The provision, authored by Rep. Collin Peterson (D-MN), would require fewer federal inspections for meat that is processed by small companies and shipped to another state.
Currently, meat lacking a federal inspection stamp can only be sold in the state where it is produced. Only state inspections are required for those products.
The Chicago Tribune reports the change is intended to help small meat packing plants in the Midwest. The newspaper quotes congressional staff as saying these small companies could greatly expand their business if allowed to ship nationwide.
But in the wake of last week’s massive Topps Beef hamburger recall, many consumer advocates don’t see it that way.
They, along with the federal meat inspectors union, are opposing this particular aspect of the Farm Bill, currently making its way through the Senate. These critics argue that state inspection standards are hardly consistent, and that uniform, federal standards are the only way to protect the public.
In the Topps case, the recalled hamburger patties were suspected of E. coli contamination. So far this year, the Department of Agriculture has recalled nearly 28 million pounds of ground beef.

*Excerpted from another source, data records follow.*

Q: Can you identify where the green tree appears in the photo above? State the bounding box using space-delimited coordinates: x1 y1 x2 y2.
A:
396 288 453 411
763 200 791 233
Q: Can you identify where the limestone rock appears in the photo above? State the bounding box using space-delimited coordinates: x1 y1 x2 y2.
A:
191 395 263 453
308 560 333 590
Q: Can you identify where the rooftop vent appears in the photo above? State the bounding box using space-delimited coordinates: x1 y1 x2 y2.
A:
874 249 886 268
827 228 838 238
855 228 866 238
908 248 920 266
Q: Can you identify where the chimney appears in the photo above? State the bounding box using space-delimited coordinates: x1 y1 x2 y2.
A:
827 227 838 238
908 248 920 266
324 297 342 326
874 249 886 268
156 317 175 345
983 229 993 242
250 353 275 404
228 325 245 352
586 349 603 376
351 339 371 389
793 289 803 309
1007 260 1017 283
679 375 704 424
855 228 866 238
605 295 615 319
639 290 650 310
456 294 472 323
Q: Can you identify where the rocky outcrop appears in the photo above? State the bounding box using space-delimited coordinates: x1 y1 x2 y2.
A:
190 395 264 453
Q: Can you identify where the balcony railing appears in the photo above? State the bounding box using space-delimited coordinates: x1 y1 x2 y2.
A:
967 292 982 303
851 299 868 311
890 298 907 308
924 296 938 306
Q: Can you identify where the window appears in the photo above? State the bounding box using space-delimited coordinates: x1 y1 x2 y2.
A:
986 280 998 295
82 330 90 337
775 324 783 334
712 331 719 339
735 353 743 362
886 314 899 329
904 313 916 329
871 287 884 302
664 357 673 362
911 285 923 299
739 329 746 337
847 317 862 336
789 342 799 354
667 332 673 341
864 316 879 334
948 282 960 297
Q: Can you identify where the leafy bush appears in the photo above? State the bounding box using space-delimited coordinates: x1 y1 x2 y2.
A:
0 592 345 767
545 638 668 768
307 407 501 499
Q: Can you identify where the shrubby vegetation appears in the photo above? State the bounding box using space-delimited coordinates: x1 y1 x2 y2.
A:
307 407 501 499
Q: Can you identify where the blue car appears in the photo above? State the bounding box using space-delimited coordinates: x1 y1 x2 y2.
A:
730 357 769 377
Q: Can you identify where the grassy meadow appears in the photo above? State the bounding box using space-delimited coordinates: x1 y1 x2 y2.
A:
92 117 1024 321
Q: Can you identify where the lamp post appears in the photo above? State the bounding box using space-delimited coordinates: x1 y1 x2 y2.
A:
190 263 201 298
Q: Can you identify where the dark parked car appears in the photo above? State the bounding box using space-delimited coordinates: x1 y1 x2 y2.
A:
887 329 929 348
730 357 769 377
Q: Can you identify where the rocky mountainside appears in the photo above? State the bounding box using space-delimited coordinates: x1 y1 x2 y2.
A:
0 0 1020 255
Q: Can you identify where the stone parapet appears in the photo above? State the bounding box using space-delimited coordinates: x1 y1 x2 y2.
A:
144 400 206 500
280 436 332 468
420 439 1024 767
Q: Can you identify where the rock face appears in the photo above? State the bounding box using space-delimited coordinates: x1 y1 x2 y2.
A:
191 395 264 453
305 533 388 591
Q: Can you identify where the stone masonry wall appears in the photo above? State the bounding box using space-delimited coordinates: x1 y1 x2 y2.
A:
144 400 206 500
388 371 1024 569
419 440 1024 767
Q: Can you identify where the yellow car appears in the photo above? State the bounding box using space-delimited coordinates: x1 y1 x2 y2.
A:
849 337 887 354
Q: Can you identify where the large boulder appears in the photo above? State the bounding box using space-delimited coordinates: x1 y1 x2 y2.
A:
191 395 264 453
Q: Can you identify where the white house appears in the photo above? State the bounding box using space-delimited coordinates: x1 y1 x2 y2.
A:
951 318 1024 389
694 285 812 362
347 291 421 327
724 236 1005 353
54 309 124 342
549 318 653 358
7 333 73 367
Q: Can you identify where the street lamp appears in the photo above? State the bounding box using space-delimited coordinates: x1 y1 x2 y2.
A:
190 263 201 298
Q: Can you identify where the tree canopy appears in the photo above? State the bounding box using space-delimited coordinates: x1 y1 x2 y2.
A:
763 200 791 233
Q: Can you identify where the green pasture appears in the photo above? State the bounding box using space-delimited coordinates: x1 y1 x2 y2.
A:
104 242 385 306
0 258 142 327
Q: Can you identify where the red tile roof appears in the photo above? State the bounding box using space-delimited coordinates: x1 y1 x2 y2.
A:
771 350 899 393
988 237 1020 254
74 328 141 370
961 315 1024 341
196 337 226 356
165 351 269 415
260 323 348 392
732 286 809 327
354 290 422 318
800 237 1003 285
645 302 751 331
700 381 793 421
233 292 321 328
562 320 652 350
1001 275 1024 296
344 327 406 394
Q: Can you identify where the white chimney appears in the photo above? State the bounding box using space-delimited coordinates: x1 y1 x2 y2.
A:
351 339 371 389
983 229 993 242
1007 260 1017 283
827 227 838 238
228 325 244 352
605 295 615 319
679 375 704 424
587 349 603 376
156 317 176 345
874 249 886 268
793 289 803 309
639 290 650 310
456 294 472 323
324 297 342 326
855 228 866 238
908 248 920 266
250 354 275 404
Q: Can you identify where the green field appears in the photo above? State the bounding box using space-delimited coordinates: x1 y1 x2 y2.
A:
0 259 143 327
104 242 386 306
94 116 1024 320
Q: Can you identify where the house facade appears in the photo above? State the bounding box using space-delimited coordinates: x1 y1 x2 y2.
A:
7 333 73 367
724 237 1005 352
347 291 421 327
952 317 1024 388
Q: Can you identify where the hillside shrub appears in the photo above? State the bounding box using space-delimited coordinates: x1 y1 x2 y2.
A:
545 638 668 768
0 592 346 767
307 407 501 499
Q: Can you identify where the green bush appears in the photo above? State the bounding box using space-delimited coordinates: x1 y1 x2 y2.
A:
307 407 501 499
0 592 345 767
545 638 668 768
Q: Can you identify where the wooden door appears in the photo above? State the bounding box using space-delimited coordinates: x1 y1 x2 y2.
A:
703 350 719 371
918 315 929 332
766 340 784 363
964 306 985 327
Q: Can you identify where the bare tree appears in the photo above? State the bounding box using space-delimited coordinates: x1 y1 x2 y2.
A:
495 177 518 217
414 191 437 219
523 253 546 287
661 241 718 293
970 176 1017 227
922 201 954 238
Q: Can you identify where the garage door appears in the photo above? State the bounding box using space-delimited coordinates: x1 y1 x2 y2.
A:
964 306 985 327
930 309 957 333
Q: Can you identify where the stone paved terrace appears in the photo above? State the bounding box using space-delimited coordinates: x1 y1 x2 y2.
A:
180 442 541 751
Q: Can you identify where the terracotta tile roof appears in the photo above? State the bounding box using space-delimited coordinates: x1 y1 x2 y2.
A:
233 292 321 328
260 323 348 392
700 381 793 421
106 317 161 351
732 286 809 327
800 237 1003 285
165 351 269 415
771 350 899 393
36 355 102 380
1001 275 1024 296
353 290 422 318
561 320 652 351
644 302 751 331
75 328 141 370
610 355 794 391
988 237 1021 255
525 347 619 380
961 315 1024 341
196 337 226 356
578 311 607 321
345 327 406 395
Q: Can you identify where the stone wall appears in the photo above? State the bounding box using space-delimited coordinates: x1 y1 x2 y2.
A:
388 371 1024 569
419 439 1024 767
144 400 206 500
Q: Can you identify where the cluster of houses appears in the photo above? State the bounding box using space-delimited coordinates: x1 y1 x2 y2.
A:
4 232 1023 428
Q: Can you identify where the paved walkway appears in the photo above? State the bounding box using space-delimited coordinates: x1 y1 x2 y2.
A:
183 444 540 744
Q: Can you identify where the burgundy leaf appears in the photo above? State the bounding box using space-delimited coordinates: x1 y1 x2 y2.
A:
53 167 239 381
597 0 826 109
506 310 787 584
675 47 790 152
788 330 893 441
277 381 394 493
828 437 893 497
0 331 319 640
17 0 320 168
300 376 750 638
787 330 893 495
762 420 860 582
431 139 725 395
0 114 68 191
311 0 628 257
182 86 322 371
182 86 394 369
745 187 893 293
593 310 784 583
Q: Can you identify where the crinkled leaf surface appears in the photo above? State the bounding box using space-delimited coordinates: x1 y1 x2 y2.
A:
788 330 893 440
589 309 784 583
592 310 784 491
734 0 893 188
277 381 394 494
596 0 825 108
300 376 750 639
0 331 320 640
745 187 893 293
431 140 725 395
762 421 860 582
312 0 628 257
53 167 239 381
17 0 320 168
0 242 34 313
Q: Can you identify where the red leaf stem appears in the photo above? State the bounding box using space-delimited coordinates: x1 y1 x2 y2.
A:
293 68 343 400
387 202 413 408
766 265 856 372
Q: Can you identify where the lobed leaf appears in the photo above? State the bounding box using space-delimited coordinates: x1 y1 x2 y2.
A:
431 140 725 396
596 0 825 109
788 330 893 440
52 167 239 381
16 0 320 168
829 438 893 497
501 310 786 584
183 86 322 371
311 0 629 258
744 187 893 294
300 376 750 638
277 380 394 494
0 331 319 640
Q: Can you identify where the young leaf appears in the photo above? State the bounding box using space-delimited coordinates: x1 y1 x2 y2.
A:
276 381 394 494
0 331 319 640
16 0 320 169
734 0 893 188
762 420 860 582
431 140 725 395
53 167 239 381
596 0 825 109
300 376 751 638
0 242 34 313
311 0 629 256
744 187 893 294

Stan Painter, a USDA inspector and an official with the American Federation of Government Employees union, which represents federal meat inspectors, told the Tribune that small plants may apply to have a federal inspector on site, but that wouldn’t necessarily help them.
“I'm not sure the smaller plants are capable of meeting federal standard,” Painter said.
Peterson’s proposal appears to be at odds with other Democrats in Congress, who have called for greater federal inspections of the food supply.
In September, Sen. Tom Harkin (D-IA), chairman of the Senate Committee on Agriculture, Nutrition and Forestry, introduced the Fresh Produce Safety Act of 2007.
It would require the FDA to develop and enforce mandatory “good agricultural practices” for growers and manufacturers in the US. Currently, there are only voluntary guidelines.